3. After the students have filled in the chart, we will discuss the findings. The last column will be for formula. In our discussions, we will get to how volume is calculated (LxWxH). Then they will check their volume from the game by using the formula. Math journal responses will be made.

Day 8

1. The students will need this Triangle Explorer Exploration Questions worksheet. Teacher may want to have it prepared in advance for the students.
2. The students will be drawing triangles on graph paper to answer these exploration questions. Then the students will go to Triangle Explorer. Directions can be found at Help. The students will make 25 trials recording their answers as Type of Triangle (Scalene, Isosceles, Equilateral, Right), Area, and Correct.

Assessment

CATEGORY: 1. Excellent 2. Good 3. Satisfactory 4. Needs Improvement

Mathematical Errors:

1. 90-100% of the steps and solutions have no mathematical errors.
2. Almost all (85-89%) of the steps and solutions have no mathematical errors.
3. Most (75-84%) of the steps and solutions have no mathematical errors.
4. More than 75% of the steps and solutions have mathematical errors.

Use of Manipulatives:

1. Student always listens and follows directions and only uses manipulatives as instructed.
2. Student typically listens and follows directions and uses manipulatives as instructed most of the time.
3. Student sometimes listens and follows directions and uses manipulatives appropirately when reminded.
4. Student rarely listens and often “plays” with the manipulatives instead of using them as instructed.

Mathematical Concepts:

1. Explanation shows complete understanding of the mathematical concepts used to solve the problem(s).
2. Explanation shows substantial understanding of the mathematical concepts used to solve the problem(s).
3. Explanation shows some understanding of the mathematical concepts needed to solve the problem(s).
4. Explanation shows very limited understanding of the underlying concepts needed to solve the problem(s) OR is not written.

Mathematical Reasoning:

1. Uses complex and refined mathematical reasoning.
2. Uses effective mathematical reasoning.
3. Some evidence of mathematical reasoning.
4. Little evidence of mathematical reasoning.

Strategy/Procedures:

1. Typically, uses an efficient and effective strategy to solve the problem(s).
2. Typically, uses an effective strategy to solve the problem(s).
3. Sometimes uses an effective strategy to solve problems, but does not do it consistently.
4. Rarely uses an effective strategy to solve problems.
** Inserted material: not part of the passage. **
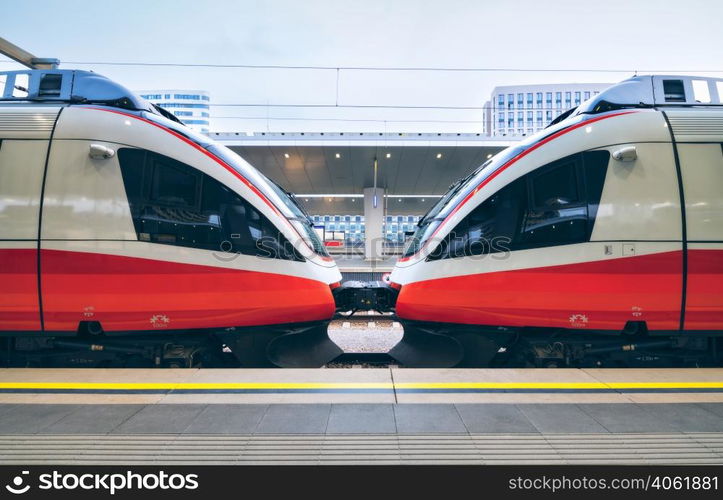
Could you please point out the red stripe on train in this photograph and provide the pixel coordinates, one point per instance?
(126, 293)
(592, 295)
1. Explanation is detailed and clear.
2. Explanation is clear.
3. Explanation is a little difficult to understand, but includes critical components.
4. Explanation is difficult to understand and is missing several components OR was not included.

Supplemental information

Comments

This plan was adapted from a series of activities, lessons, and discussions from Project Interactivate which is a part of www.shodor.org.